Linear CEO Karri Saarinen declares 'issue tracking is dead' and reveals Linear's AI-era pivot
Mar 26, 2026 with Karri Saarinen
Key Points
- Linear CEO Karri Saarinen argues issue tracking as traditionally practiced is obsolete, positioning the company as context infrastructure for coding agents rather than a workflow tool.
- 77% of Linear workspaces have adopted cloud agents; Saarinen attributes the remaining gap partly to corporate procurement cycles that lack substantive security rationale.
- Linear is developing a proprietary coding agent that wraps existing agents like Devin and Cursor with deeper platform integration, betting the decision layer about what to build becomes the bottleneck when execution becomes cheap.
Summary
Karri Saarinen, CEO of Linear, published an essay this week arguing that issue tracking is dead — a deliberately provocative framing designed to force software companies to question workflows built for a pre-AI world.

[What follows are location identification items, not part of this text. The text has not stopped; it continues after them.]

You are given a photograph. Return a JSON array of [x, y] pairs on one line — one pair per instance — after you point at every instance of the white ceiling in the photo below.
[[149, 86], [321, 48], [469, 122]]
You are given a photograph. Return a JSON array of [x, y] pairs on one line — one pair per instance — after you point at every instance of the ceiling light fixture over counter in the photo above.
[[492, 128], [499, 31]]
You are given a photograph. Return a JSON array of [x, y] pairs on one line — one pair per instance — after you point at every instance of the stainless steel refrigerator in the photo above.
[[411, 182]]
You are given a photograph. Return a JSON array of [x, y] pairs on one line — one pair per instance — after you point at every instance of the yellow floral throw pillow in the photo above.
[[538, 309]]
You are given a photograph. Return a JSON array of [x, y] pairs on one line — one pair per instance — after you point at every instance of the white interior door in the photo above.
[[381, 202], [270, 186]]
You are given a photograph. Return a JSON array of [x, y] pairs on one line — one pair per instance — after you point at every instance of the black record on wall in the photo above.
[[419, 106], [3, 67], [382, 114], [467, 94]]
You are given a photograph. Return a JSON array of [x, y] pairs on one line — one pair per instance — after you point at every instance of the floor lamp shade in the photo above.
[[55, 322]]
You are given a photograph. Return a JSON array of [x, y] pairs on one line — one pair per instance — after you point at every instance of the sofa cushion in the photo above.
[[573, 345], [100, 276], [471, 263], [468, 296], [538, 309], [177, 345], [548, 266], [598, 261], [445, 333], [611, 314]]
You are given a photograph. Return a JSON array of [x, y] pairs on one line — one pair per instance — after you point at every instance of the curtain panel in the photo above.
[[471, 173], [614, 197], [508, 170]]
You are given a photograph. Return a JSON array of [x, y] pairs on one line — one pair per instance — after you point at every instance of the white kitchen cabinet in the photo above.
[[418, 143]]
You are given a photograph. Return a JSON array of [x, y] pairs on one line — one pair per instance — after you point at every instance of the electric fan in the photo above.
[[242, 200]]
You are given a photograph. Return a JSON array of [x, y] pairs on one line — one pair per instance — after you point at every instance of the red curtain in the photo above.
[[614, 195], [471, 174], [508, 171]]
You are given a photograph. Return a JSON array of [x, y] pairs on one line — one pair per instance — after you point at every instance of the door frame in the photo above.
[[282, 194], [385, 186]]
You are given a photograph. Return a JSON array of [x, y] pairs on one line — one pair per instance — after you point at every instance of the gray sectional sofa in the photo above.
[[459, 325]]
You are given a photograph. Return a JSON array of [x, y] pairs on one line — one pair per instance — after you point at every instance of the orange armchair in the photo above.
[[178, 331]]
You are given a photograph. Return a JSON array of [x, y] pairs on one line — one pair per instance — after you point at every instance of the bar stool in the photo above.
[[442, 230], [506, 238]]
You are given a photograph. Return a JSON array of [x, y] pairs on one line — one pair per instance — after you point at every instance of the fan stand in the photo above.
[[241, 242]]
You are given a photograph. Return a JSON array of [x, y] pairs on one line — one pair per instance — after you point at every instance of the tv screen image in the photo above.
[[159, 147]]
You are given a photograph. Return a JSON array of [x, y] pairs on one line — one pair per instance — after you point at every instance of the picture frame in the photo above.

The core argument is that traditional issue tracking was always a bureaucratic workaround. Engineers wouldn't act without a ticket, tickets required negotiation, and the whole process resembled, in Saarinen's words, a line-cook system where someone yells an order and the kitchen eventually starts cooking. Legacy platforms made this worse by encouraging complexity — Saarinen describes prospects arriving with 40-state bug tracking processes and 30 custom fields, asking if Linear can replicate them. His answer is that they shouldn't want to.
AI makes the dysfunction harder to ignore. If an agent can fix a bug in five minutes but the approval and tracking process takes a week, the overhead has become the product. Saarinen wants to compress those workflows down to a single human touchpoint: the agent handles debugging, connects to external tools, proposes a fix, and tags a human only to verify.
Linear's repositioning
Saarinen frames Linear's next category not as issue tracking but as context infrastructure for agents. Linear already aggregates bug reports, customer feedback, project goals, and product state. The argument is that the same context layer that makes human engineers more effective can be surfaced to coding agents so they know what to work on, why, and in what order.
The second piece is agency in the system itself. Historically, tools like Linear were passive — nothing moved unless a human moved it. Saarinen wants Linear to become self-driving: the system detects incoming bugs, starts debugging autonomously, and escalates to a human only at the end.
Linear has already launched a Linear Agent surface for querying that context layer. Saarinen uses it to cross-reference individual feature requests against the broader base of customer feedback. A proprietary coding agent is also in development, framed as a wrapper around existing agents — Codex, Devin, Cursor — but with tighter hooks into Linear's platform that a generic coding agent can't replicate.
Saarinen's sharper point about what AI actually changes in software development: when building anything fast becomes cheap, the bottleneck shifts from execution to deciding what to build. Linear's bet is that the decision layer — understanding, shaping, and prioritising problems — is where the durable value sits.
Why 23% of Linear workspaces still haven't adopted cloud agents
77% of Linear workspaces have connected cloud agents. Saarinen attributes the gap to three things. Cloud agents are still maturing, particularly around environment complexity in large enterprise codebases, though sandbox-based solutions are closing that gap. Timing is a factor for companies still evaluating. The third reason, which Saarinen calls the "stupid" one, is corporate policy: procurement, IT, and security teams are blocking agent adoption through multi-month evaluation cycles, often without a substantive reason beyond institutional inertia.
His suggested fix is a "friction form" — a mechanism where engineers who want access to a new tool file a formal request that escalates to senior leadership with a mandated resolution window of one to two weeks. The logic is that procurement and security teams have a structural incentive not to change things, so forcing a visible SLA with executive visibility changes the calculus.
On enterprise software consolidation
Saarinen is sceptical of two extreme positions circulating in the market. The idea that every tool is converging into the same agent orchestration layer misreads the moment — what looks like convergence is mostly companies noticing the same primitives and trying to figure out who owns which piece of the puzzle. The opposite view, that all existing SaaS should be discarded and rebuilt from first principles, tends to produce rediscovery: teams running ten agents in parallel end up putting them on a Kanban board, then realise they've reinvented a 30-year-old workflow management concept. Some abstractions don't need to be rebuilt.